When I talk to organizations about executive-education programs, I frequently encounter the following situation: They do not really know what their employees need, nor are they fully aware of what their customers want. Because they do not talk to them. They want to be innovative, but they fail to ask the questions that really matter in this context: What do you want? What do you need in order to get it? And what is it that we want to achieve together?

So I raise my voice and shout amid all the buzzwords: Stop the bullshit bingo! Suppress your reflexive urge to demand that anything and anybody be innovative. Talk to your employees and your customers. Think about where digitalization is truly meaningful. Talk about what digital transformation really means for you and your organizations. Talk about the things that exist already, appreciate the strengths of your employees, and listen to what your customers have to say. Take their ideas seriously. Take the stage and say that it is possible to be innovative without relying on design thinking (just for the record: I am a fan of design thinking; it is a wonderful tool, provided you use it in the right situations). Each and every organization is inherently capable of truly meaningful innovation because it has employees who bring creative and new ideas to the table, and customers who are happy to talk about their needs.

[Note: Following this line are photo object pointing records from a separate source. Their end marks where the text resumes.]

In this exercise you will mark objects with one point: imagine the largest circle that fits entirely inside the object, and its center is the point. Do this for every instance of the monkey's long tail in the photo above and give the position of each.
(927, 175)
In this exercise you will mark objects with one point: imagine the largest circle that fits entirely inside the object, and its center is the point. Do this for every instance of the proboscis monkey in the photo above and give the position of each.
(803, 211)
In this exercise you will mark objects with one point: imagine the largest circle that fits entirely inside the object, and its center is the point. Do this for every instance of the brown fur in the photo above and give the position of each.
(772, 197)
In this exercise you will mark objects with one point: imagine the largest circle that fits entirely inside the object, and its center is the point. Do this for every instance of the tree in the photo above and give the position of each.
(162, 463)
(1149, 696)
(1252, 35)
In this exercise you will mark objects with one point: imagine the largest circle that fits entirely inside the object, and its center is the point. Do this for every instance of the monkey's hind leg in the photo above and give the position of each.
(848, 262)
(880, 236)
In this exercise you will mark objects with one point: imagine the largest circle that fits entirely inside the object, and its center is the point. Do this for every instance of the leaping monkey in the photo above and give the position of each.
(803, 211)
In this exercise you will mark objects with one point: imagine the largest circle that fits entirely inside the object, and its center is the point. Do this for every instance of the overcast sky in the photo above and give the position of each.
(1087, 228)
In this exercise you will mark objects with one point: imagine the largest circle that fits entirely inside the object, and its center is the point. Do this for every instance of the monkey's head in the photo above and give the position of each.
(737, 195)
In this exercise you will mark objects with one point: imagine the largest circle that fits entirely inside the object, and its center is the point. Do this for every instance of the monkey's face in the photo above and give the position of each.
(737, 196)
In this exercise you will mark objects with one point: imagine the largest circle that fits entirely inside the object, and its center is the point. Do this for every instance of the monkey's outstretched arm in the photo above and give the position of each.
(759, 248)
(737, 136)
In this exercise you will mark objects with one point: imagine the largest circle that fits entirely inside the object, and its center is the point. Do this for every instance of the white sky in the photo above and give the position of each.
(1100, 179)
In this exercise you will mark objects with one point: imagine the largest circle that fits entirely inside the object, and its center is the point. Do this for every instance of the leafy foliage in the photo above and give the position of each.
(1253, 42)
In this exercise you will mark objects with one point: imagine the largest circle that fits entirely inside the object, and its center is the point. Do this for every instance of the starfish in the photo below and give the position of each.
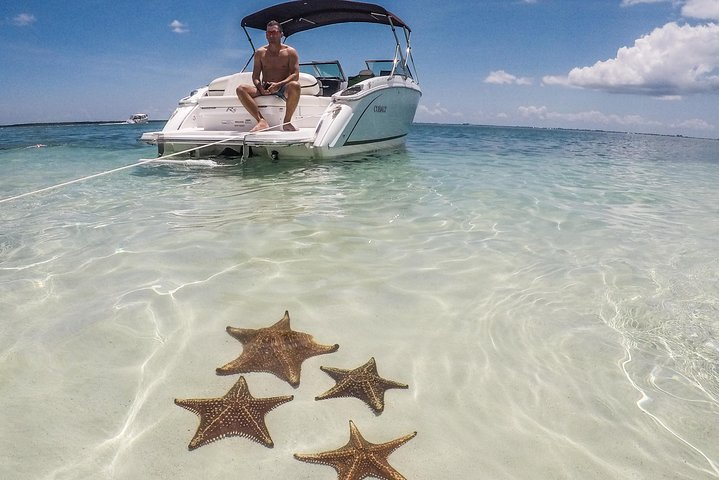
(363, 382)
(359, 458)
(237, 413)
(277, 349)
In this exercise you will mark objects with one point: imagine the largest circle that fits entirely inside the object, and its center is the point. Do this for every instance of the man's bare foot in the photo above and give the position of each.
(261, 125)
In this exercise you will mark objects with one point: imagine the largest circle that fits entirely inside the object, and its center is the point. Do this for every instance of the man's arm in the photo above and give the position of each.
(293, 59)
(257, 71)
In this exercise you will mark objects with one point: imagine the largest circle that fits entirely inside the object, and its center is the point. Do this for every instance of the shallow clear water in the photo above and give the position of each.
(550, 297)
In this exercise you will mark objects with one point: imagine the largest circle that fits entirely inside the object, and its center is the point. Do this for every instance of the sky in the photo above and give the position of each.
(646, 66)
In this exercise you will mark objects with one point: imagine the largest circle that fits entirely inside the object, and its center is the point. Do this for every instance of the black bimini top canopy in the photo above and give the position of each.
(301, 15)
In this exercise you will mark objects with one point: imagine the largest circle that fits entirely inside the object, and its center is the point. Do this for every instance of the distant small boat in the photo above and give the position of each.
(138, 118)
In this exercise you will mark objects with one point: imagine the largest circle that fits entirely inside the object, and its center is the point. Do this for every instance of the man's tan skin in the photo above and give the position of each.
(276, 65)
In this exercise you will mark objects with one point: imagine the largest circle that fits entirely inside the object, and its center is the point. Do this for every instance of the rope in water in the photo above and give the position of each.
(136, 164)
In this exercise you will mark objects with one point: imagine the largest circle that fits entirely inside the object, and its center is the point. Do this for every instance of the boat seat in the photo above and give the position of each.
(362, 75)
(226, 86)
(228, 101)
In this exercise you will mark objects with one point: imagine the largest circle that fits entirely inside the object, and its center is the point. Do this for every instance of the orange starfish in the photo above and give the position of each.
(237, 413)
(277, 349)
(363, 382)
(359, 458)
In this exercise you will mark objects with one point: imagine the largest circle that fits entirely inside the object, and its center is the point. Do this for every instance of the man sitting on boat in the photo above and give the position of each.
(276, 71)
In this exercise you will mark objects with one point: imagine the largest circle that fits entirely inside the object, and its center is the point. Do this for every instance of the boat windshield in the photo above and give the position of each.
(323, 69)
(382, 68)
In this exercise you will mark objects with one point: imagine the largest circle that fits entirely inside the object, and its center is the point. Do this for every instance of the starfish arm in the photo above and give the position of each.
(193, 405)
(337, 374)
(244, 335)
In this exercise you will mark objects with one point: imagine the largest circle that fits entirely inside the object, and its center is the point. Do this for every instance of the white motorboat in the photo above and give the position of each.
(138, 118)
(336, 115)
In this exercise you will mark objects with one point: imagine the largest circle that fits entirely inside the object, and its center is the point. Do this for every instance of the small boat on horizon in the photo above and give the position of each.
(336, 116)
(138, 118)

Scrum, Kanban, design thinking, agile management: While all of these tools and approaches are useful, they are just a means to an end, and certainly no silver bullet that will allow organizations to take the uncertainty out of the future. Hence, the important question is not: What approaches and tools are we going to use? But: Who are we as an organization, and who do we want to be in the future? Not to forget, of course: Who are our customers, and what do we know about them that has to be taken into account? What is important as far as innovation and change are concerned is that executives set an example for others to follow, and that they focus, first and foremost, on what exists already. Also, it is vital for organizations to actively involve their employees and customers in the process of change because you cannot make innovation and change happen from on high. They are the result of what will happen when you allow people to do things on their own initiative. They are the result of what will happen when you encourage your employees to accept responsibility, and appreciate and value them for what they do. They are the result of what will happen when you outline your goals and communicate your strategies clearly.

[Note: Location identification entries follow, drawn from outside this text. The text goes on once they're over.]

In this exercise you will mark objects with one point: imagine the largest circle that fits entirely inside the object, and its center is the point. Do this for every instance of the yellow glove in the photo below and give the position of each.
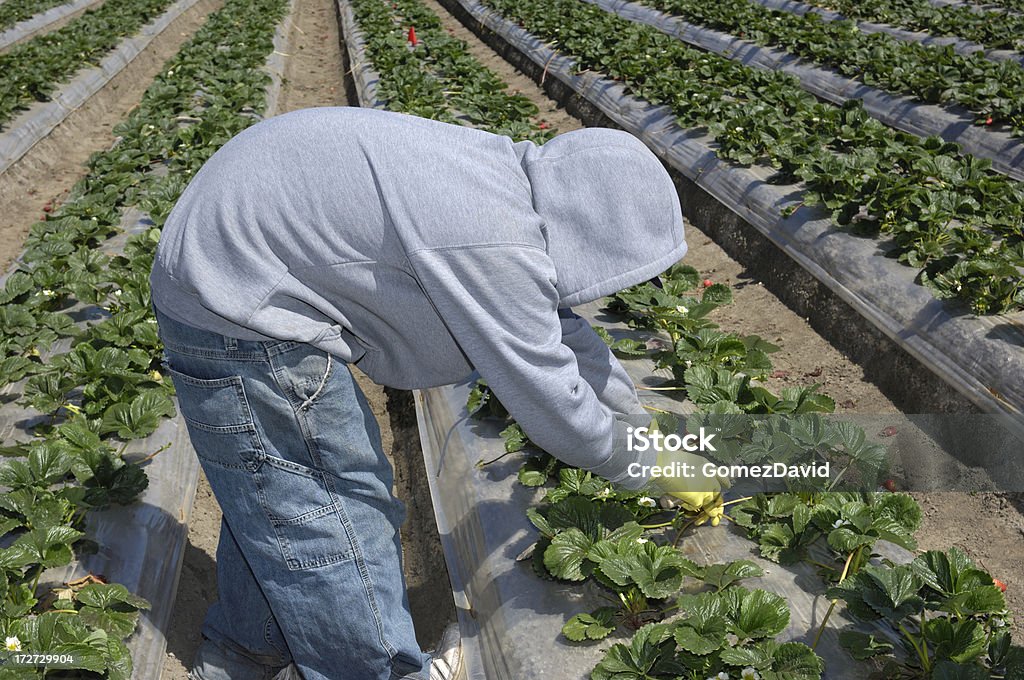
(696, 494)
(709, 504)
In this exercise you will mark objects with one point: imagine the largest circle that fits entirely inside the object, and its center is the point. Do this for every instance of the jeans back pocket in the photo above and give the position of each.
(219, 420)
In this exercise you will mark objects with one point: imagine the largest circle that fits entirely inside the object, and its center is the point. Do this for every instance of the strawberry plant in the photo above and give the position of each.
(950, 619)
(946, 214)
(435, 77)
(12, 11)
(994, 29)
(33, 70)
(107, 388)
(931, 74)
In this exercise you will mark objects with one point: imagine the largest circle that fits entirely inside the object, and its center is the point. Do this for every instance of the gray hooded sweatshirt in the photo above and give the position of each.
(419, 251)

“And now?” you ask. While there is no magic formula for achieving success when it comes to innovation and change, there are some things you can do to make success more likely:

  • Lower your ego: Executives need to begin with themselves. That is the first step toward meaningful change. Give the opinions of others serious consideration and ask for feedback. I often encounter executives who are overly cautious about pushing change too far because they fear that the organizational culture might be negatively affected.
  • Communicate clearly and transparently: Innovation projects fail because there is no strategy, communication is unclear and employee acceptance is missing. Ensuring clear and open communication from the word go helps avoid these problems.
  • Look at the big picture and create spaces for learning and development: What do tomorrow's customers want? Where can we be successful? As Clayton Christensen put it: “Big companies fail because they do everything right”—and in doing everything right, they fail to pay enough attention to consequential changes in the world around them.
  • Ease the pressure: Do we have to be innovative at all costs? You cannot reinvent your organization overnight. Build on the things that work. In what areas is your organization agile already? Where do good ideas exist? What really matters in this context is to ask questions and listen to what people have to say.
  • Revolutionize intelligently: The customer, not the bullshit bingo, determines what is interesting. What lies behind buzzwords is not an end in itself but serves the purpose of improving the situation for customers, organizations and employees.

Bullshit bingo, or no bullshit bingo—that is the question you need to address.